FSDP is a production ready package with focus on ease of use, performance, and
long-term support.  One of the main benefits of FSDP is reducing the memory
footprint on each GPU. This enables training of larger models with lower total
memory vs DDP, and leverages the overlap of computation and communication to
train models efficiently. 
This reduced memory pressure can be leveraged to either train larger models or
increase batch size, potentially helping overall training throughput.  You can
read more about PyTorch FSDP `here
<https://pytorch.org/blog/introducing-pytorch-fully-sharded-data-parallel-api/>`__.


FSDP Features in This Tutorial
------------------------------
* Transformer Auto Wrap Policy
* Mixed Precision
* Initializing FSDP Model on Device
* Sharding Strategy
* Backward Prefetch
* Model Checkpoint Saving via Streaming to CPU


Recap on How FSDP Works
-----------------------

At a high level FDSP works as follow:

*In constructor*

* Shard model parameters and each rank only keeps its own shard

*In forward pass*

* Run `all_gather` to collect all shards from all ranks to recover the full
  parameter for this FSDP unit Run forward computation
* Discard non-owned parameter shards it has just collected to free memory

*In backward pass*

* Run `all_gather` to collect all shards from all ranks to recover the full
  parameter in this FSDP unit Run backward computation
* Discard non-owned parameters to free memory. 
* Run reduce_scatter to sync gradients


Fine-tuning HF T5
-----------------
HF T5 pre-trained models are available in four different sizes, ranging from
small with 60 Million parameters to XXL with 11 Billion parameters. In this
tutorial, we demonstrate the fine-tuning of a T5 3B with FSDP for text
summarization using WikiHow dataset.  The main focus of this tutorial is to
highlight different available features in FSDP that are helpful for training
large scale model above 3B parameters. Also, we cover specific features for
Transformer based models. The code for this tutorial is available in  `Pytorch
examples
<https://github.com/pytorch/examples/tree/main/distributed/FSDP/>`__.


*Setup*

1.1 Install PyTorch Nightlies

We will install PyTorch nightlies, as some of the features such as activation
checkpointing is available in nightlies and will be added in next PyTorch
release after 1.12.

.. code-block:: bash 

    pip3 install --pre torch torchvision torchaudio -f https://download.pytorch.org/whl/nightly/cu113/torch_nightly.html

1.2 Dataset Setup

Please create a `data` folder, download the WikiHow dataset from `wikihowAll.csv
<https://ucsb.app.box.com/s/ap23l8gafpezf4tq3wapr6u8241zz358>`__  and
`wikihowSep.cs <https://ucsb.app.box.com/s/7yq601ijl1lzvlfu4rjdbbxforzd2oag>`__,
and place them in the `data` folder.  We will use the wikihow dataset from
`summarization_dataset
<https://github.com/pytorch/examples/blob/main/distributed/FSDP/summarization_dataset.py>`__.

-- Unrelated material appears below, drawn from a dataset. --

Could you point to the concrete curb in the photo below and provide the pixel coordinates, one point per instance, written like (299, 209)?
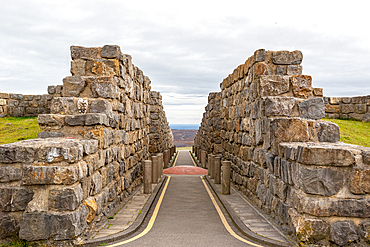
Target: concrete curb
(240, 225)
(135, 226)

Next, we add the following code snippets to a Python script “T5_training.py”.

.. note::
   The full source code for this tutorial is available in `PyTorch examples
   <https://github.com/pytorch/examples/tree/main/distributed/FSDP/>`__.

1.3  Import necessary packages:

.. code-block:: python

    import os
    import argparse
    import torch
    import torch.nn as nn
    import torch.nn.functional as F
    import torch.optim as optim
    from transformers import AutoTokenizer, GPT2TokenizerFast
    from transformers import T5Tokenizer, T5ForConditionalGeneration
    import functools
    from torch.optim.lr_scheduler import StepLR
    import torch.nn.functional as F
    import torch.distributed as dist
    import torch.multiprocessing as mp
    from torch.nn.parallel import DistributedDataParallel as DDP
    from torch.utils.data.distributed import DistributedSampler
    from transformers.models.t5.modeling_t5 import T5Block

    from torch.distributed.algorithms._checkpoint.checkpoint_wrapper import (
     checkpoint_wrapper,
     CheckpointImpl,
     apply_activation_checkpointing_wrapper)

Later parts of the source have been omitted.